2 Comments on Stay Away from Motives

  1. Whoa! I thought about this for ten minutes and realized that assigning motives to other people is a thought pattern I learned as a child in a somewhat dysfunctional family (aren’t most of them?) It looks like St. Ignatius and the Lord have set before me a mighty task–catching myself before I go roaming down that particular garden path in all my interactions with people. And doing some penance for all the time and energy I have wasted in ruminating and reacting to the supposed ill will of others. Looks like a good subject for my Particular Examen each day (for starters.) But as in all things that I have learned and discovered during the Exercises, I’m looking forward to the results of making such a change, with God’s help.
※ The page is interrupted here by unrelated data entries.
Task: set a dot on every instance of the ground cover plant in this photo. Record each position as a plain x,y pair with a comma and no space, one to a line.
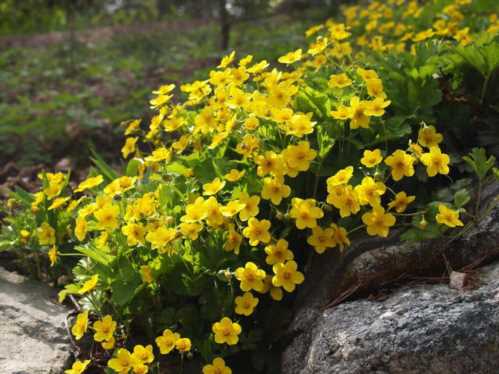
58,94
188,260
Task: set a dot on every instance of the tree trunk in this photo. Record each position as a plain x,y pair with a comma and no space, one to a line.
224,25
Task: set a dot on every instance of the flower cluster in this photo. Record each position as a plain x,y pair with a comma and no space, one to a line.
255,169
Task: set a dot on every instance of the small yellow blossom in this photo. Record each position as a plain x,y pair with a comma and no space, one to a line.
166,342
278,252
226,331
401,164
217,367
287,276
371,158
250,277
436,162
305,213
400,202
78,367
104,328
245,305
378,222
448,217
81,325
89,285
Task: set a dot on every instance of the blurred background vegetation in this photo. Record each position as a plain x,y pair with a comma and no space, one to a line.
72,70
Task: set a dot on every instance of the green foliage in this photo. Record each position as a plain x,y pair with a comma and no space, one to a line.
233,186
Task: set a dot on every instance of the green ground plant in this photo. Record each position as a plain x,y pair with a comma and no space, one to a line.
187,259
58,98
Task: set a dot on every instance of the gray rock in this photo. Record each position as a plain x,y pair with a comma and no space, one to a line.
423,329
33,338
389,337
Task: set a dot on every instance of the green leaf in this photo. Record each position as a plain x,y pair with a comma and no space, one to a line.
123,291
461,198
133,167
478,161
417,234
95,254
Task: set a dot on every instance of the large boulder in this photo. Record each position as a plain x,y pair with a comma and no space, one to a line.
33,337
417,329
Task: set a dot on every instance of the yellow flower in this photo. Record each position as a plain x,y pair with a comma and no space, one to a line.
227,60
358,113
146,274
291,57
133,127
429,137
268,163
46,234
275,190
376,107
129,146
226,331
217,367
375,88
55,184
234,175
370,191
80,228
107,217
401,164
300,125
166,342
123,362
104,328
378,222
143,354
257,231
109,344
233,240
214,216
78,367
183,345
119,185
160,237
371,158
400,202
57,203
81,325
448,217
89,285
213,187
134,233
52,253
245,305
278,252
436,162
305,213
159,154
339,81
250,277
344,198
251,206
341,113
298,157
321,239
338,31
340,236
343,176
190,230
195,212
287,276
140,369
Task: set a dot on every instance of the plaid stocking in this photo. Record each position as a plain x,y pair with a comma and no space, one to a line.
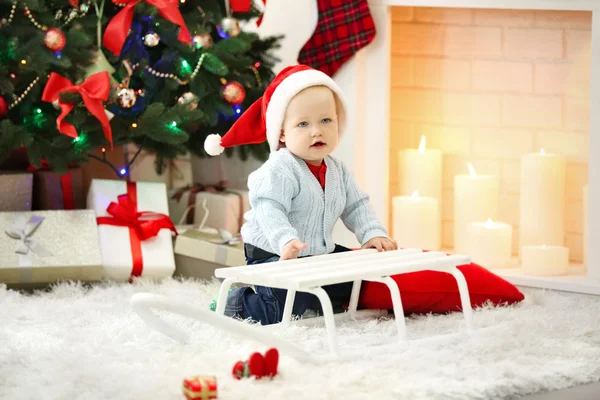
344,27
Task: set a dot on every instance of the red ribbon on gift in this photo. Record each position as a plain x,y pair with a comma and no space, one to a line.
66,185
118,28
240,5
142,225
93,91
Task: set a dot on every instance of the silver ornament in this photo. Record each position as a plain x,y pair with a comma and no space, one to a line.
151,39
230,26
127,97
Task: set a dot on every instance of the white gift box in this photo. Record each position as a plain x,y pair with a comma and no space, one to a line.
48,246
115,244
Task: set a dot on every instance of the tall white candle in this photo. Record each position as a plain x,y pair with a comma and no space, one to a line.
489,243
585,222
543,178
420,170
475,199
545,260
417,222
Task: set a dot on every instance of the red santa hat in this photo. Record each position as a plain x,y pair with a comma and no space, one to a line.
264,118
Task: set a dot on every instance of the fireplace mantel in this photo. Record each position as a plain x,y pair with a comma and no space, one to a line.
373,115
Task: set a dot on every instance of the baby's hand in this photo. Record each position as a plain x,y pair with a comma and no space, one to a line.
381,243
291,249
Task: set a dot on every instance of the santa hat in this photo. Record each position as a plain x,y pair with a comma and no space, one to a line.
264,118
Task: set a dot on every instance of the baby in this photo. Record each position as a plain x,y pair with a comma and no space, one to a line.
300,192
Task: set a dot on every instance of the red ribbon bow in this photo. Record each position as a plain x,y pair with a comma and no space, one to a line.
118,28
142,224
146,224
93,91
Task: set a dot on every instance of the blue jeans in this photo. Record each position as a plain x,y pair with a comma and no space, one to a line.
266,304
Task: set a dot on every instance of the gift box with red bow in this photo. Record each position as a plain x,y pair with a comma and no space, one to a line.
134,229
214,205
200,387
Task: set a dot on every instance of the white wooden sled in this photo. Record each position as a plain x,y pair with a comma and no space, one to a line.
309,275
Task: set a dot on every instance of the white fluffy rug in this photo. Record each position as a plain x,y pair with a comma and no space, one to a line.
86,343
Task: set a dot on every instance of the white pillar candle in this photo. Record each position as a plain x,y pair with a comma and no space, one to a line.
417,222
420,170
489,244
545,260
543,178
475,199
585,222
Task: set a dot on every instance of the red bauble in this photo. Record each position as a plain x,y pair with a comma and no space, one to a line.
234,93
55,40
3,107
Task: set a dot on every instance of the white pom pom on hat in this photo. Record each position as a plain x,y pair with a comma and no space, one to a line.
264,118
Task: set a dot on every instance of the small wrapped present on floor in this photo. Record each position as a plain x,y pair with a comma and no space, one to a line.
190,204
199,252
200,387
58,192
134,228
16,191
47,246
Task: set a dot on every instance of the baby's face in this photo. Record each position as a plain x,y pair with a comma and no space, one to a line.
310,128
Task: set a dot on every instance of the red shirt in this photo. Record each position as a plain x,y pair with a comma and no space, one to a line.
319,172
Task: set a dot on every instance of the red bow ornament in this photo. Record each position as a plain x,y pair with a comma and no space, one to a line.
146,224
118,28
142,225
93,91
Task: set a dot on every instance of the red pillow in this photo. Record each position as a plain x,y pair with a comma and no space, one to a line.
437,292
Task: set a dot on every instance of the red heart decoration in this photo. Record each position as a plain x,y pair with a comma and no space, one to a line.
256,364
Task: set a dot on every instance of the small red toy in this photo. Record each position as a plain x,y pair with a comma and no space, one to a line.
200,387
258,365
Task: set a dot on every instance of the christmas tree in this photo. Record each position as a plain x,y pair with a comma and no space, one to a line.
161,74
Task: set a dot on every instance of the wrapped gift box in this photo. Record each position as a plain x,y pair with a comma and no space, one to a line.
200,388
45,246
225,207
199,252
58,192
177,173
124,252
15,191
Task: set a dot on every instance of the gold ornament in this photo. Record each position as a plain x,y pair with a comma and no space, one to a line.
55,40
234,93
230,26
202,41
127,97
188,99
151,39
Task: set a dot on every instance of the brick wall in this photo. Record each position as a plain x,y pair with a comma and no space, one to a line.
487,86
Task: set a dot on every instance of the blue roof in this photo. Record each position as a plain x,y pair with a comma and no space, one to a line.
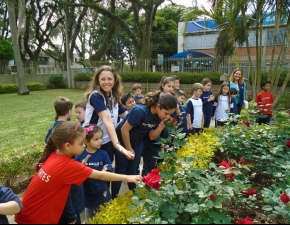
194,54
193,26
211,24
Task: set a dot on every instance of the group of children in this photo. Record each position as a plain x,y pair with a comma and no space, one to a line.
76,166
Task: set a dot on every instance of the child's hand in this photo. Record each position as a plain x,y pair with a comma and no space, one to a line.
105,168
84,161
133,178
211,98
129,154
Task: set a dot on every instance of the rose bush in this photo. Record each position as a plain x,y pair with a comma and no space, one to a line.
224,175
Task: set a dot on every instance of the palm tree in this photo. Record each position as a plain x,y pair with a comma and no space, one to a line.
11,5
226,14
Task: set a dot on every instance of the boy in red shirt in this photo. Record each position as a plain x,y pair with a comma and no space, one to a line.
264,100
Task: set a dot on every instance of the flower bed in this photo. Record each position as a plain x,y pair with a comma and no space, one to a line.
233,174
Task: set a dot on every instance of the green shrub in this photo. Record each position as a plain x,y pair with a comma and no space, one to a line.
83,77
34,86
284,102
18,162
264,76
56,81
8,88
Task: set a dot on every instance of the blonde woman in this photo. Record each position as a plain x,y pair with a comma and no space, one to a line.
237,81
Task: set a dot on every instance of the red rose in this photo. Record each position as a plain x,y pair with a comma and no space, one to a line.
213,197
152,180
247,193
285,198
224,164
247,220
230,176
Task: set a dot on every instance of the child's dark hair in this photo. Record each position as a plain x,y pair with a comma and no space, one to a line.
81,104
165,80
91,130
263,83
166,101
175,77
225,83
125,98
137,86
62,105
205,81
197,86
65,132
178,93
233,91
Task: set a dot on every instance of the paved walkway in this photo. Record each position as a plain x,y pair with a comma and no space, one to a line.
124,189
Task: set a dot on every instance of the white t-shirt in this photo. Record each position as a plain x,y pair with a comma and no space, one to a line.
194,108
221,106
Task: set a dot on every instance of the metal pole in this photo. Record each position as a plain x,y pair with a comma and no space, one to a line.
67,53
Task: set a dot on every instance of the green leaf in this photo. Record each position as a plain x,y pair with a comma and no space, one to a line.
135,200
173,215
191,208
267,208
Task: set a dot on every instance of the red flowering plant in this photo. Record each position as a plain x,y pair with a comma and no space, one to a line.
249,192
247,220
152,179
277,203
288,144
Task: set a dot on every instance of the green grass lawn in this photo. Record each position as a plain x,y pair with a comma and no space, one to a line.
27,118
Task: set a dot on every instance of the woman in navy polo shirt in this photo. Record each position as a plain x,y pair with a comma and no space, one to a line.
146,118
104,108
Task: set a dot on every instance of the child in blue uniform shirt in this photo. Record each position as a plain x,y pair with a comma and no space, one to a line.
207,101
96,191
180,95
142,119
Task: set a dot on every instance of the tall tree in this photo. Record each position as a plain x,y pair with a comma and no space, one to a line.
143,16
11,5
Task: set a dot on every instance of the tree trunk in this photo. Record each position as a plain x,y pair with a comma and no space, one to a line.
22,89
281,91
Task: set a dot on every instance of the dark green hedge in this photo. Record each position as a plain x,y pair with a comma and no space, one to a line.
8,88
264,76
56,81
34,86
143,77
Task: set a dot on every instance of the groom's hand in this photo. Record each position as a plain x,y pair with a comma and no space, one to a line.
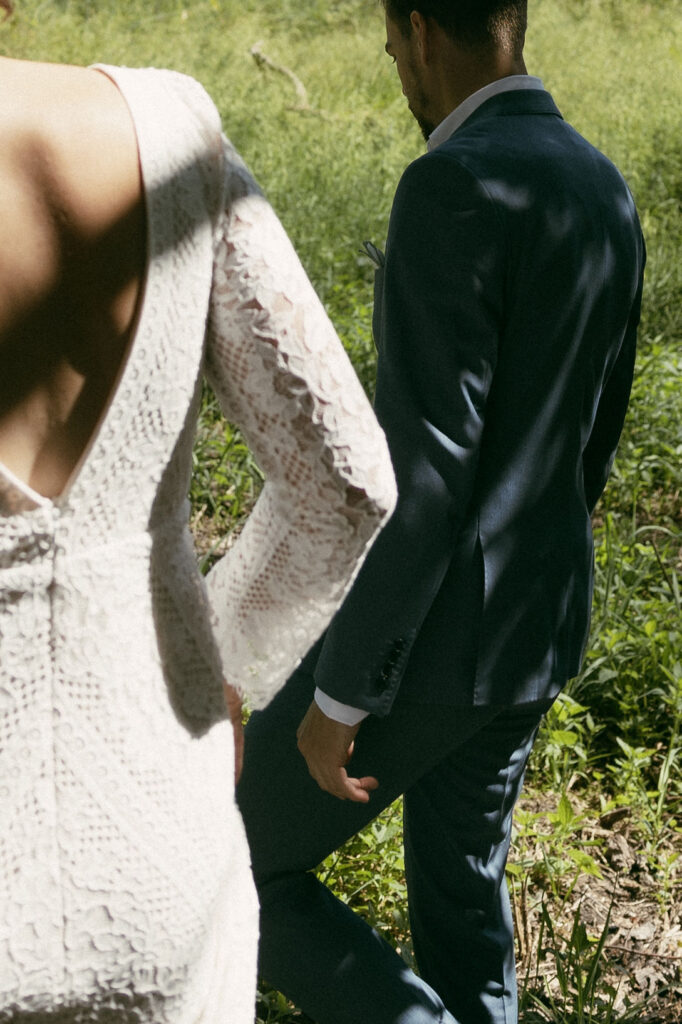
328,747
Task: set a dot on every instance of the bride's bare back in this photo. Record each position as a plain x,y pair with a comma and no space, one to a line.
72,262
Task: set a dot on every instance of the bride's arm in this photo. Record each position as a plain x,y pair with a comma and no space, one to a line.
282,374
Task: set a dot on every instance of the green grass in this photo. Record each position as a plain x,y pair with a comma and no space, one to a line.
611,745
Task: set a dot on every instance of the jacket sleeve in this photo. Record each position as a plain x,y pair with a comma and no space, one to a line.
281,373
437,344
600,450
  2. Does this apply when the other person is emotionally ill and is not under the care of a mental health care professional? I have made a habit of making myself wrong and accepting blame for turning into a verbal, emotional abuser after putting up with passive aggressive behavior from this person for years. This time I wasn’t abusive, I set an impenetrable boundary that got my message across loud and clear. She crossed a line and I wasn’t going to become an abuser again. That final interaction we had was last year on Sept 4, 2011. I lied through omission to her about not wanting to take her to three doctors for the same ailment. I didn’t believe she could handle the truth which was I was sick and tired of being her doormat. Because I value family, I protected her feelings and from the consequences of her unhealthy choices over the years. I finally came to realize that I’ve spent five years years in five twelve step recovery programs just to keep her in my life. I finally let her go to reclaim my sense of self & respect. Because it felt like I abandoned her instead of detaching with love, I believe I owe her amends. My wise sponsor from Adult Children of Alcoholics & other Dysfunctional Families tells me I owe a huge amends to myself, not her. She believes that my letting this relative go is the best thing for us both. It feels uncomfortable to do it and yet when I allow it to be my reality, I feel peace. I welcome any experience strength & hope.